Number of arcs that each point is connected with.

sarvey.unwrapping.findOptimum(*, obs_phase, design_mat, val_range)[source]

Find optimal value within a one dimensional search space that fits to the observed phase.

Parameters

obs_phase: np.ndarray

Observed phase of the arc.

design_mat: np.ndarray

Design matrix for estimating parameters from arc phase.

val_range: np.ndarray

Range of possible values for the solution. Can be either for DEM error or velocity.

Returns

opt_val: scipy.optimize.minimize return value gamma: float pred_phase: np.ndarray

sarvey.unwrapping.gradientSearchTemporalCoherence(*, scale_vel, scale_demerr, obs_phase, design_mat, x0)[source]

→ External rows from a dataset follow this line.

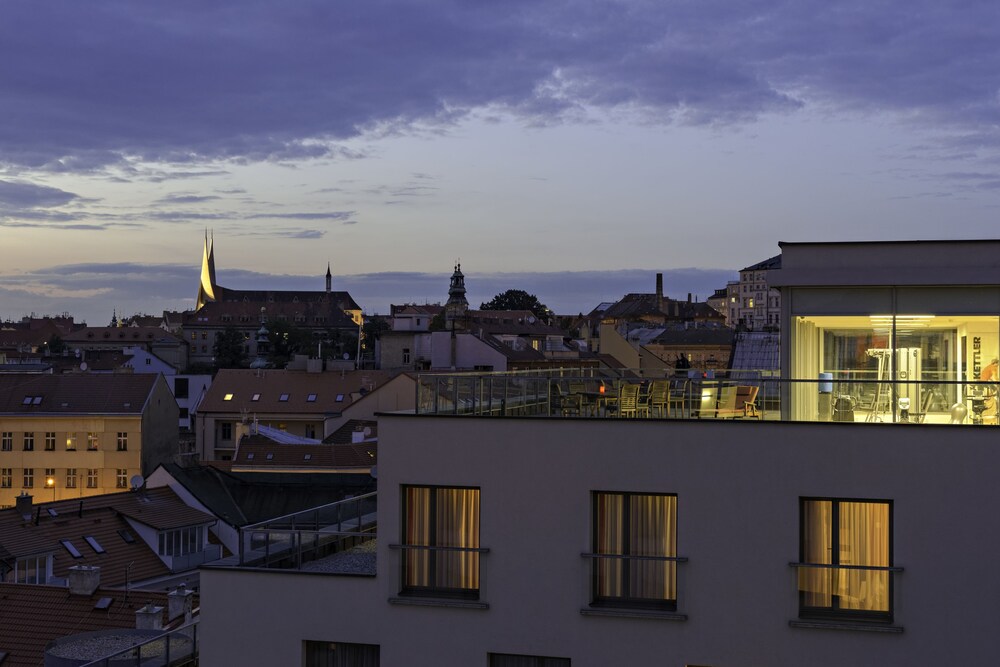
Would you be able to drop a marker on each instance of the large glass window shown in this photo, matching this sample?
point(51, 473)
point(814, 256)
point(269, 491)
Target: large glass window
point(635, 550)
point(846, 559)
point(441, 541)
point(341, 654)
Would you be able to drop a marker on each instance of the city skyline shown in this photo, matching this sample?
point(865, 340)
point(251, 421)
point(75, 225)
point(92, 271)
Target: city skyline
point(524, 139)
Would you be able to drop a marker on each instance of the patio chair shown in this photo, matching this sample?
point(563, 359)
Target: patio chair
point(628, 401)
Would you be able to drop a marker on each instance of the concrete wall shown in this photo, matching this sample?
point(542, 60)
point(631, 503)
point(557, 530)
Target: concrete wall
point(738, 486)
point(159, 427)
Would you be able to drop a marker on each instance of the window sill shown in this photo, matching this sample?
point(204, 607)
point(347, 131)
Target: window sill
point(846, 625)
point(633, 613)
point(439, 602)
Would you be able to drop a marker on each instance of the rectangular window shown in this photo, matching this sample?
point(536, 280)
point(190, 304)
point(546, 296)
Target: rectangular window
point(635, 550)
point(441, 541)
point(846, 559)
point(511, 660)
point(327, 654)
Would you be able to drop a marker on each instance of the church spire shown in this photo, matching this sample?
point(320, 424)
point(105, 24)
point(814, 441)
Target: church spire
point(207, 286)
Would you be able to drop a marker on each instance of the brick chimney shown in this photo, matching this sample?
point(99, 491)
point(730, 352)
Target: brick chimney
point(659, 292)
point(84, 579)
point(179, 603)
point(23, 504)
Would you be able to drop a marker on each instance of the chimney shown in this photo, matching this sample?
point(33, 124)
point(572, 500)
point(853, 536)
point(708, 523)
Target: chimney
point(23, 505)
point(659, 292)
point(84, 579)
point(149, 617)
point(179, 603)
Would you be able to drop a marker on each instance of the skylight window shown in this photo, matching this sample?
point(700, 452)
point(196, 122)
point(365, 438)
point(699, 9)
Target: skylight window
point(94, 544)
point(73, 551)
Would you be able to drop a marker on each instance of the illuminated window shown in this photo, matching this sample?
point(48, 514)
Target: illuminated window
point(440, 541)
point(635, 550)
point(323, 654)
point(511, 660)
point(845, 551)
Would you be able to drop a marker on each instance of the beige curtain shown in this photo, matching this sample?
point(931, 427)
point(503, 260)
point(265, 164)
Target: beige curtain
point(441, 517)
point(863, 539)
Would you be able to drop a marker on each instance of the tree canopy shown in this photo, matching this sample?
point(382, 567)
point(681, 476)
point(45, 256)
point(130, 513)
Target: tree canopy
point(517, 300)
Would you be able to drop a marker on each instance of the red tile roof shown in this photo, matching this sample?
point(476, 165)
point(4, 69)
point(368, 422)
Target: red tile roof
point(32, 616)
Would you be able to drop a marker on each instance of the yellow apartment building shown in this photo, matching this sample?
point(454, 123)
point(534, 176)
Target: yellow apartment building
point(71, 436)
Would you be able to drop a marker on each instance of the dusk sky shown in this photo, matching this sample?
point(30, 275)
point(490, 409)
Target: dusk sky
point(572, 149)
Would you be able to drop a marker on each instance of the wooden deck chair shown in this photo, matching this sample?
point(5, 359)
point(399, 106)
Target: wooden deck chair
point(628, 401)
point(658, 401)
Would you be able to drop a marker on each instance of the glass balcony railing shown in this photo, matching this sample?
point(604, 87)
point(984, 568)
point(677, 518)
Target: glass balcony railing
point(743, 395)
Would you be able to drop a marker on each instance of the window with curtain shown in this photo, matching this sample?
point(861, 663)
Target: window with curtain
point(846, 559)
point(511, 660)
point(440, 541)
point(340, 654)
point(634, 536)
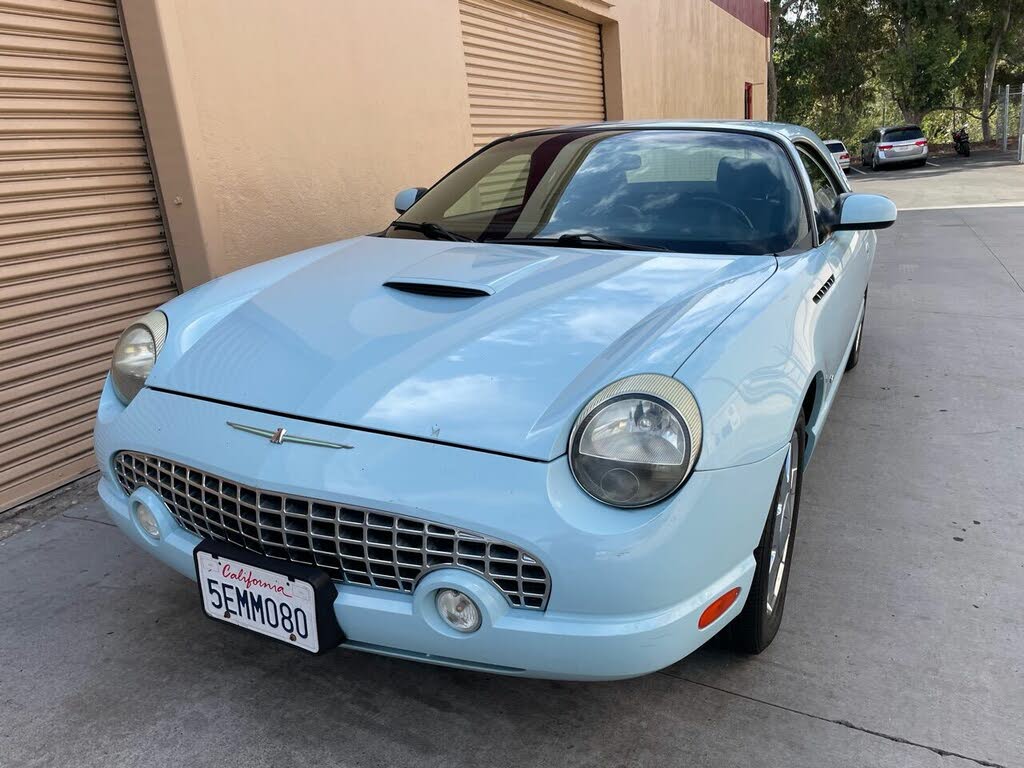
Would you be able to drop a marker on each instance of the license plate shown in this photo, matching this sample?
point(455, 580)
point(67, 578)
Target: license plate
point(289, 602)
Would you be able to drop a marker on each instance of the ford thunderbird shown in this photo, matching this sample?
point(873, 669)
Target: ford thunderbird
point(552, 421)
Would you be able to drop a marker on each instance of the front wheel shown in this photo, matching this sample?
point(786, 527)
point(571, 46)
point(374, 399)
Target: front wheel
point(757, 625)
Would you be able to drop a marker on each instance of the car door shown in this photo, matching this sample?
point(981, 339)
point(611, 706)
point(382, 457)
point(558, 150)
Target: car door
point(840, 291)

GradientSearchTemporalCoherence.

Parameters

scale_demerr: float

Scaling factor for DEM error to equalize the axis of the search space.

scale_vel: float

Scaling factor for velocity to equalize the axis of the search space.

design_mat: np.ndarray

Design matrix for estimating parameters from arc phase.

obs_phase: np.ndarray

Observed phase of the arc.

x0: np.ndarray

Initial values for optimization.

Returns

demerr: float vel: float gamma: float

sarvey.unwrapping.gridSearchTemporalCoherence(*, demerr_grid, vel_grid, design_mat, obs_phase)[source]

Grid search which maximizes the temporal coherence as the objective function.

Parameters

demerr_grid: np.ndarray

Search space for the DEM error in a 2D grid.

vel_grid: np.ndarray

Search space for the velocity in a 2D grid.

design_mat: np.ndarray

Design matrix for estimating parameters from arc phase.

obs_phase: np.ndarray

Observed phase of the arc.

Returns

demerr: float

estimated DEM error.

vel: float

estimated velocity.

gamma: float

estimated temporal coherence.

sarvey.unwrapping.launchAmbiguityFunctionSearch(parameters)[source]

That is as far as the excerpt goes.